The new Nord Stream pipeline, designed to ease capacity constraints on existing connectors, is in danger of becoming caught up in the Ukraine crisis with swingeing Western sanctions on President Putin’s Russia looming.
All of this is casting huge uncertainty over the future of energy prices and rapidly changing the inflation outlook.
As recently as October 2021, the Office for Budget Responsibility forecast that consumer price inflation would be 2.3 在％ 2021 和 4 今年的百分比. The latest data shows annual consumer price inflation hit 5.4 per cent in December and could hit 7 per cent in the spring.
Forecasting wholesale oil and gas prices can be very tricky. Irrespective of what happens in the Ukraine, the prospects are not encouraging. Brent crude futures rose 50 在％ 2021 and have already climbed a further 14 per cent since the start of 2022, hitting a seven year high of $89-a-barrel.
At a moment when inventories are low and geopolitics is affecting production in several parts of the world, investment bankers Goldman Sachs, 除其他外, are projecting an oil price of $100-a-barrel by midyear. Natural gas prices track oil in what is likely to be a profound inflation shock.

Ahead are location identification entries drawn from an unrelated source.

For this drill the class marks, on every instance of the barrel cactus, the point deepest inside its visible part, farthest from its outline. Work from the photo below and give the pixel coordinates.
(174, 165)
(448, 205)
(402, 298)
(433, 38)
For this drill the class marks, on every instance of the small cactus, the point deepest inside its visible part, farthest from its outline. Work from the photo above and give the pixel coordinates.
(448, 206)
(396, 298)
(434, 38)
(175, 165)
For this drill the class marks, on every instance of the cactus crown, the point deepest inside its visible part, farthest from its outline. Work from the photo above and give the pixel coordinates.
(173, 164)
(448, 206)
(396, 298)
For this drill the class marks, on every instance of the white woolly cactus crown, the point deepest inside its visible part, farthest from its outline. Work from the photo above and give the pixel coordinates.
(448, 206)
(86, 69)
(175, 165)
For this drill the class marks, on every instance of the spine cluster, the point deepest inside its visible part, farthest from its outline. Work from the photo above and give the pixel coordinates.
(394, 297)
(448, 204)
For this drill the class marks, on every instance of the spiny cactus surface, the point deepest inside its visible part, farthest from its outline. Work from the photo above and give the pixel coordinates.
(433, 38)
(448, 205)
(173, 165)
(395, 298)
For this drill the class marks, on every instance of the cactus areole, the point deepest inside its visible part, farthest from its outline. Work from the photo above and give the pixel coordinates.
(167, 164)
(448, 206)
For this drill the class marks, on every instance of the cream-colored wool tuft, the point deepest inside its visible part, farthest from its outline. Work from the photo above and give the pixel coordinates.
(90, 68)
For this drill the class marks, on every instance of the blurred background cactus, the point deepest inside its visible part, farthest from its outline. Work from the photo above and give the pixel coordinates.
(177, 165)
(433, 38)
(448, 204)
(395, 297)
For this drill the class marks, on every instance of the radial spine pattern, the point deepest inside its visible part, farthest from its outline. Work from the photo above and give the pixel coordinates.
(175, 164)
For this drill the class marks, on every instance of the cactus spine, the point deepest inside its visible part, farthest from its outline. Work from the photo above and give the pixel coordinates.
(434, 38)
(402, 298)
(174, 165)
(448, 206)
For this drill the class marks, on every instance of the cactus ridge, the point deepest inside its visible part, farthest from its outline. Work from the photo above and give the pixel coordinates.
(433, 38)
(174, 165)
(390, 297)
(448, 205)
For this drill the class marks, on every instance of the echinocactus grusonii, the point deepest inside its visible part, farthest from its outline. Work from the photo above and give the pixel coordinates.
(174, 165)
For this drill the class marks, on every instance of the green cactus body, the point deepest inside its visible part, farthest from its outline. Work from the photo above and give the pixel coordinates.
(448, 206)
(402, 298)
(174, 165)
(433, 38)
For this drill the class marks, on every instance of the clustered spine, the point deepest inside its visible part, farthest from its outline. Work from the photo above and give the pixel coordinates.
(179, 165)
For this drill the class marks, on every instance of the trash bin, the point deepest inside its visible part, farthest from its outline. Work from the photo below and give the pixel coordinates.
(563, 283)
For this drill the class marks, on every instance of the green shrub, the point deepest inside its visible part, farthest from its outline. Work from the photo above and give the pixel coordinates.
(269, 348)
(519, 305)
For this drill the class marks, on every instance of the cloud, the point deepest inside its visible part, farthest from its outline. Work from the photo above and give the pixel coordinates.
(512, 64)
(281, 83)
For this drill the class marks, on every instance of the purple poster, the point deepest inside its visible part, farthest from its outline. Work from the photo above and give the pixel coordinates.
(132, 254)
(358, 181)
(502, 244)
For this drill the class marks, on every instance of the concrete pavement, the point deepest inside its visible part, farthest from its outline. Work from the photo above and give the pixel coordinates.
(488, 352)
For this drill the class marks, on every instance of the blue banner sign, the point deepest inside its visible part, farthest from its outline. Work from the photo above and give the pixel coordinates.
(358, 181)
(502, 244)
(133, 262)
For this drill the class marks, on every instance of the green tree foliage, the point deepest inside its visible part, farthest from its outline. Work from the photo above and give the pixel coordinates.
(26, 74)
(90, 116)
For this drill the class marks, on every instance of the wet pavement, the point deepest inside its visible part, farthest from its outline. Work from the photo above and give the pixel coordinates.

There are some signs that the supply bottlenecks which have been a big part of the inflation surge are easing.
The RSM UK supply chain index showed some improvement in December, but there is no confidence that the adjustment to the post-pandemic era is over.
The emergence of the Omicron variant in China, where coronavirus started two years ago, is leading to new factory and port closures. 这个, 反过来, could put upward pressure on prices. 最后, central banks are waking up to the idea that the current bout of inflation is anything but temporary.
The Bank of England led the way among advanced central banks when it raised bank rate from 0.1 ％到 0.25 由于 Omicron 本周继续加强对全国的瘫痪控制，酒吧和餐馆已经被迫关闭，原因是员工短缺或缺乏顾客.
With inflation now forecast by market analysts to peak at 7 per cent in the spring, the expectation is of a further 0.25 percentage point rise in February and predictions of rates climbing to 1.5 per cent by year end.
No longer is the Old Lady out on her own. Norway has already raised rates and the Federal Reserve this week hinted at a policy hardening. The European Central Bank finally appears to be listening to its German council member Isabel Schnabel who has been warning for some weeks that swelling energy costs could be persistent and a response may be necessary.
Uncertainty around Ukraine, interest rates and overheated pandemic valuations are casting a pall over equity markets.
在美国, the Nasdaq has fallen 10 per cent since the start of the year and former New York stars Netflix, and more severely Peloton, are being punished. There were big pre-weekend falls on Europe’s exchanges with the FTSE 100 less vulnerable than others as a result of its strong energy component. It has less distance to fall because of its chronic under-performance since Brexit.
We live in turbulent times, but no need to buckle in just yet.